5. Grow your own herbs and produce.
There are few things better than fresh herbs and produce. The problem? Once harvested, fresh produce goes bad really fast. Moreover, store-bought produce and herbs are not nearly as flavorful and often come wrapped in unnecessary plastic packaging. The solution? Grow your own!
While having a full-scale vegetable garden can be fun and fulfilling and gives you “local-local-local” produce that is incredibly flavorful and rich in nutrients, I realize that gardening isn’t for everyone. But anyone can at least grow a few homegrown herbs in mason jars on the windowsill. Being able to snip from your windowsill herb garden whenever you need a little basil or thyme will reduce both the cost and waste of buying fresh herbs. Oh, and if you happen to buy green onions as the store, you can regrow them by playing the roots in a little bit of water in a mason jar!

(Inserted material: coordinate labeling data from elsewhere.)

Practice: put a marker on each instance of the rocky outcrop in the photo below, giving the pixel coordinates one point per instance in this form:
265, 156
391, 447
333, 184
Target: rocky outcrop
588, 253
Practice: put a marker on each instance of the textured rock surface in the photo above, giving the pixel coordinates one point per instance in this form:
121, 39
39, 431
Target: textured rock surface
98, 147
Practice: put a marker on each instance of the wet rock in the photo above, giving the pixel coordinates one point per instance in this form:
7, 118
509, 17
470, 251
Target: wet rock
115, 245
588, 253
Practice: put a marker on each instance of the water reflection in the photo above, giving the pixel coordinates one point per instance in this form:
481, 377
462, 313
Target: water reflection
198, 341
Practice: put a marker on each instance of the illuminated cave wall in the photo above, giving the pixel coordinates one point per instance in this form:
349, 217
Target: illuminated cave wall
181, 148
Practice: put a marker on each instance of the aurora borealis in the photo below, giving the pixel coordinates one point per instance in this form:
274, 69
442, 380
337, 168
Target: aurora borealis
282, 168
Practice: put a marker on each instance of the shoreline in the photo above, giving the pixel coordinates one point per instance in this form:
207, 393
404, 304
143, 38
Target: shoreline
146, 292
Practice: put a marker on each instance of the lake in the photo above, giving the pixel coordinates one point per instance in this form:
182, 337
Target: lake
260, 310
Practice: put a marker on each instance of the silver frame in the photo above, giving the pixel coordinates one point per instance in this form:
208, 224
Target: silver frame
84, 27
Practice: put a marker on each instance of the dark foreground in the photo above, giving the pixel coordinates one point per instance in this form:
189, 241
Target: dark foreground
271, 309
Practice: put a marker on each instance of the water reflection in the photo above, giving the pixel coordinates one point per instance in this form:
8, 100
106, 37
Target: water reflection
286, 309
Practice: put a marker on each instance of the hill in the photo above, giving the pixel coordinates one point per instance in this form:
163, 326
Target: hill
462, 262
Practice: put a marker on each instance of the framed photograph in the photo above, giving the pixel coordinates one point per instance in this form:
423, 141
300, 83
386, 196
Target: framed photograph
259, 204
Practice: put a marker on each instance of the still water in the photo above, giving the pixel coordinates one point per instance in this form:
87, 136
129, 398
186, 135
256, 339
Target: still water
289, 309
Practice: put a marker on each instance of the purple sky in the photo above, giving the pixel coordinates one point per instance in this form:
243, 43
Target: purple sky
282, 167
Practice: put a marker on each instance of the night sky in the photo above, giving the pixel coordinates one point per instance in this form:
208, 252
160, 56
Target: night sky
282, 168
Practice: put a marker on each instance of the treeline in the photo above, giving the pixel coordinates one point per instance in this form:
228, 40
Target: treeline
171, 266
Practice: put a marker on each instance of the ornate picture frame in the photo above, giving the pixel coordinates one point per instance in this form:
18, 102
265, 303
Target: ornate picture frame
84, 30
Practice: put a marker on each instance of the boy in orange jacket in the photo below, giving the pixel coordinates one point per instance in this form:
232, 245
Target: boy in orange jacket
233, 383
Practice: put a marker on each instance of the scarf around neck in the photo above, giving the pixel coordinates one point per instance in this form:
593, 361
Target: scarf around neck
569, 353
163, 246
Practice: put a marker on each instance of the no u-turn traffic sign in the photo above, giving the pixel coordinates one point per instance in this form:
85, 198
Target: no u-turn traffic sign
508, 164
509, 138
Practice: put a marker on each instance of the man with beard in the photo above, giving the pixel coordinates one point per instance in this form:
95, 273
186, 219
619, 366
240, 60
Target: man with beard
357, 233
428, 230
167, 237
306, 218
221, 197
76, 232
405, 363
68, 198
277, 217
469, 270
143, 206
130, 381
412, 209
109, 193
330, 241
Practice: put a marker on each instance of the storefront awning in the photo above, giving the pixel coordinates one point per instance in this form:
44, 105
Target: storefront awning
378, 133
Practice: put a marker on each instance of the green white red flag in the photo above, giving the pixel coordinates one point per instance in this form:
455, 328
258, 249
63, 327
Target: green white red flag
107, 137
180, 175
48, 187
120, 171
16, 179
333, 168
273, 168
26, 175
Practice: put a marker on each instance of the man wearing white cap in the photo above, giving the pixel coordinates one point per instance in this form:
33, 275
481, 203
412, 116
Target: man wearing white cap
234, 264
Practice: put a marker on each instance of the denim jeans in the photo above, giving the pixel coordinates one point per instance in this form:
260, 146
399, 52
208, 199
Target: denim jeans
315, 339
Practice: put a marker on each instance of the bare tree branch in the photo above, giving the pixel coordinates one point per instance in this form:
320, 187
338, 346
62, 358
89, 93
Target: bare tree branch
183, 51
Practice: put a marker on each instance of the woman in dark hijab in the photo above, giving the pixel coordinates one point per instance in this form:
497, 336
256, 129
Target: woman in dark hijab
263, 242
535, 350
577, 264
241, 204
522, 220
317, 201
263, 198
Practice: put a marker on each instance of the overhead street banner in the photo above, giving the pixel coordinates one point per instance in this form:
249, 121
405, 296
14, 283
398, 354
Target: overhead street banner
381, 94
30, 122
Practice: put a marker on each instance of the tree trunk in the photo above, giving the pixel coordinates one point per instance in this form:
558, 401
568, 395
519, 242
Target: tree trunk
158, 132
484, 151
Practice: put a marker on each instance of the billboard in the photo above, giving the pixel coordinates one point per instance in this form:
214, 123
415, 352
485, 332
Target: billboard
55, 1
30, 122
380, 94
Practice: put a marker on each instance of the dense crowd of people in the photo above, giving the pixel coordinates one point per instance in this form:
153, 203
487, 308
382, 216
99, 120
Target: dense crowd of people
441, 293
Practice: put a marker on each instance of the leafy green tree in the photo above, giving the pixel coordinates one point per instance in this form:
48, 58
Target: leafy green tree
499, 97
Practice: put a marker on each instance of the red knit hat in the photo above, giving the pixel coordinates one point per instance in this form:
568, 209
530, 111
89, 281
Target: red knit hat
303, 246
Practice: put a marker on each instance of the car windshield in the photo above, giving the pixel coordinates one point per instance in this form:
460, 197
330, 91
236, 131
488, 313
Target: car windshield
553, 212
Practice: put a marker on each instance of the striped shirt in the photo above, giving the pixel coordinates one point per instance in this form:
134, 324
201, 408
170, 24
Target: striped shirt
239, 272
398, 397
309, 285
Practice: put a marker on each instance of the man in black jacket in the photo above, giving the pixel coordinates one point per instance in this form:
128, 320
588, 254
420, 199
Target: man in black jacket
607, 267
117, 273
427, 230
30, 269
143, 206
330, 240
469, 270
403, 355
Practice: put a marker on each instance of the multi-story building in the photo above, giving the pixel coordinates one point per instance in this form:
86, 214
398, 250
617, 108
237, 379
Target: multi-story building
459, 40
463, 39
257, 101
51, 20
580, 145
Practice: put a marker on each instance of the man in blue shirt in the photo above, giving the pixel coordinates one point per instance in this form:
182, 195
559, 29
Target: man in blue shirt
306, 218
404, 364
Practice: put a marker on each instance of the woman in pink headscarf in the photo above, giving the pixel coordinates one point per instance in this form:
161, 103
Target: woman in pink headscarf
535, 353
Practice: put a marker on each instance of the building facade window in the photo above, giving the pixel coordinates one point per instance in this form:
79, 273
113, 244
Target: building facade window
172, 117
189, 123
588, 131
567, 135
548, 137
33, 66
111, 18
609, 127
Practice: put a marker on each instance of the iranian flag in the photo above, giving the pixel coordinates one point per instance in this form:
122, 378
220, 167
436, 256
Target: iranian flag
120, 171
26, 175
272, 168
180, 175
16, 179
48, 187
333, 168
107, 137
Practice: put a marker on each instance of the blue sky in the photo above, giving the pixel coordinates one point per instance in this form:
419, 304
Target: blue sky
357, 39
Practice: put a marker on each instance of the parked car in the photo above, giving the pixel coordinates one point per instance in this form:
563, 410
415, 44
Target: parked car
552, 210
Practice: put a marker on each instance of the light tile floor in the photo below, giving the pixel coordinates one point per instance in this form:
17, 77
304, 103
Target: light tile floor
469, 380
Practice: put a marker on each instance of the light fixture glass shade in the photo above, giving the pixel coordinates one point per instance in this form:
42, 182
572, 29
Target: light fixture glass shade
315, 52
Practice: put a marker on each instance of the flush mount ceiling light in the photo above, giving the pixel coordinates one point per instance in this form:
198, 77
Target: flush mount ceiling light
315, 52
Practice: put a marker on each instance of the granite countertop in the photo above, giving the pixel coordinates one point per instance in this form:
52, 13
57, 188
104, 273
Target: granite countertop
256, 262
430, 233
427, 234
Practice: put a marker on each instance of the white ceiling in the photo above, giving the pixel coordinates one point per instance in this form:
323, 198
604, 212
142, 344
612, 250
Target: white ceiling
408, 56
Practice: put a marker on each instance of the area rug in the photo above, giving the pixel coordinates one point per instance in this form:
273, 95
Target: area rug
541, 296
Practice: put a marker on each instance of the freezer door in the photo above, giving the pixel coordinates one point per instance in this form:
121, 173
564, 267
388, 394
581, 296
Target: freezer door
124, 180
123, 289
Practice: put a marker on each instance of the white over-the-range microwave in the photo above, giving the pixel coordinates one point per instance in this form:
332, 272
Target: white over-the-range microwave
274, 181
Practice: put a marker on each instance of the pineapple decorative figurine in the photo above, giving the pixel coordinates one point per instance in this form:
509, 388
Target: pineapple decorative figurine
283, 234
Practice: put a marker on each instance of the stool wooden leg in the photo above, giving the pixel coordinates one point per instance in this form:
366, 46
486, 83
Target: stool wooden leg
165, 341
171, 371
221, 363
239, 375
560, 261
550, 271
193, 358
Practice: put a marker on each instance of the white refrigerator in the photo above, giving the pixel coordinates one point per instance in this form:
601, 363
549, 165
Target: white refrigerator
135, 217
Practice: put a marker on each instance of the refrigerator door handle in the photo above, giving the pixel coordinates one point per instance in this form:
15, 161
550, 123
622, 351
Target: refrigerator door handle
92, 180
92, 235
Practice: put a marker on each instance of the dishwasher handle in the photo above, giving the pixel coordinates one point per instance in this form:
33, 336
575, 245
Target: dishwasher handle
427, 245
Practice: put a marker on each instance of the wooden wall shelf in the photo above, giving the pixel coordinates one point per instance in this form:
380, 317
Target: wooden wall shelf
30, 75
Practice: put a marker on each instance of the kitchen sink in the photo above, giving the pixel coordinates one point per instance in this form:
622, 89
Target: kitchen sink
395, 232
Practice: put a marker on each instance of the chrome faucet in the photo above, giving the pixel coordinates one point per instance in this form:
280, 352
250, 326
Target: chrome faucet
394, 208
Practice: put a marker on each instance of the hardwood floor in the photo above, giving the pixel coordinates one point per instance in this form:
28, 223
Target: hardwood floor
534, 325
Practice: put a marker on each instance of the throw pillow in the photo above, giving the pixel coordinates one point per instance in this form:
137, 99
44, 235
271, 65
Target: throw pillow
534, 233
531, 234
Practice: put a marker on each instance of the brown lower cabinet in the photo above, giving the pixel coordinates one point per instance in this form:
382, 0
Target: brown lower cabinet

If you do decide to start gardening, I highly recommend Square Foot Gardening, a highly-efficient and low-maintenance way to grow food in a small space. I was a total gardening newbie and was extremely intimidated by the idea of “gardening,” but the book helped give me a foolproof system to follow that I knew I would work as long as I followed the steps (and it did!). The initial cost wasn’t insignificant, but I am already getting more produce than I could have imagined, and it’s still early days. There’s no satisfaction like snipping a cucumber straight from the vine and taking big bites of crunchy, flavorful cucumber as you putz around the garden! Then, when you have abundance from your own garden, be sure to make sure nothing goes to waste by preserving everything you can’t eat!